Intuitively, what does a graph Laplacian represent? Recently I saw an MO post  Algebraic graph invariant $\mu(G)$ which links Four-Color-Theorem with Schrödinger operators: further topological characterizations of graphs? that got me interested. It is about a graph parameter that is derived from the Laplacian of a graph. Its origins are in spectral operator theory, but it is quite strong in characterizing important properties of graphs. So I was quite fascinated by the link it creates between different branches of mathematics.
I went through other posts on MO that discuss this topic as well, and in the meantime I read a few linked articles that work with the graph Laplacian. I understand that they view an (undirected) graph as a metric graph embedded in a surface, and the metric on the graph is approximated by Riemannian metrics which give the edge distance along the edges, and which is close to zero everywhere else on the surface. The eigenvalues of the surface Laplacian approximate the eigenvalues of the graph Laplacian, and a lot of surprisingly useful conclusions follow, about connectivity and embeddability of the graph, and even about minor-monotonicity.
I have gained a technical understanding of what is happening and how these eigenvalues (and their multiplicity) are determined, using the graph Laplacian. I also have a basic understanding of the role of a Laplacian in differential geometry, like the Laplacian of a function $f$ at a point $x$ measures by how much the average value of $f$ over small spheres around $x$ deviates from $f(x)$, or I think of it to represent the flux density of the gradient flow of $f$.
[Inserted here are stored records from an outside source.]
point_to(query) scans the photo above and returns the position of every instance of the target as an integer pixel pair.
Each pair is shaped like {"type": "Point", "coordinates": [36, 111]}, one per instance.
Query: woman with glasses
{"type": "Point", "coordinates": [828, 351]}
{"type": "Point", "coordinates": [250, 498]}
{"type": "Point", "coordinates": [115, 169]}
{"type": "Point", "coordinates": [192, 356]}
But I am failing to gain or develop such an intuition for the graph Laplacian. Conceptually or intuitively, what does a graph Laplacian represent? I am trying to understand, how can it be so powerful when applied to graphs? (I am aware that the graph Laplacian can be defined using the graph adjacency matrix, but I was unable to link this with my differential geometry intuition)

 A: Here is another interpretation of the Laplacian (for this answer I use the notation of this answer to a similar post, in particular $\nabla$ is the [graph] gradient and $\nabla^*$ is its adjoint (i.e. one of them is the incidence matrix and the other one is its transpose).
In short: the Laplacian $\nabla^* \nabla$ is the gradient (in the sense of calculus) of the energy functional.
Note: this interpretation makes it relatively clear that (on the space perpendicular to the constant function [and eventually the "alternating" function on a bipartite graph]) applying the random walk operator $P = \mathrm{Id} - \nabla^*\nabla$ will converge to the function with the smallest energy: one is following the gradient flow.
Longer version: given a function $f:X \to \mathbb{R}$ (on the vertices), look at its energy:
$$
\mathcal{E}(f) = \|\nabla f\|_{\ell^2E}^2
$$
(if $f$ were a potential for an electrical current, then this would be the power/heat produced).
On a graph the function $f$ is just a point in $n$-dimensional space (where $n = |X|$ is the number of vertices)
so the energy $\mathcal{E}$ has a gradient (in the sense of calculus; the use of gradient here is not the same as the one of $\nabla$ above).
To compute this gradient, consider any $g$ and look at
$$
\frac{\mathrm{d}}{\mathrm{d}t}\Big|_{t=0} \|\nabla(f+ tg)\|_{\ell^2}^2
$$
Since $\nabla(f+tg) = \nabla f + t \nabla g$ and  $\|\nabla h\|^2 = \langle \nabla h \mid \nabla h \rangle$, one has
$$ 
\frac{\mathrm{d}}{\mathrm{d}t}\Big|_{t=0} \|\nabla(f+ tg)\|_{\ell^2}^2 = \langle \nabla g \mid \nabla f \rangle
$$
Using the definition of the adjoint this is equal to $\langle g \mid \nabla^* \nabla f \rangle$.
This means that $\nabla^* \nabla f$ is the gradient of $\mathcal{E}$ at the "point" $f$.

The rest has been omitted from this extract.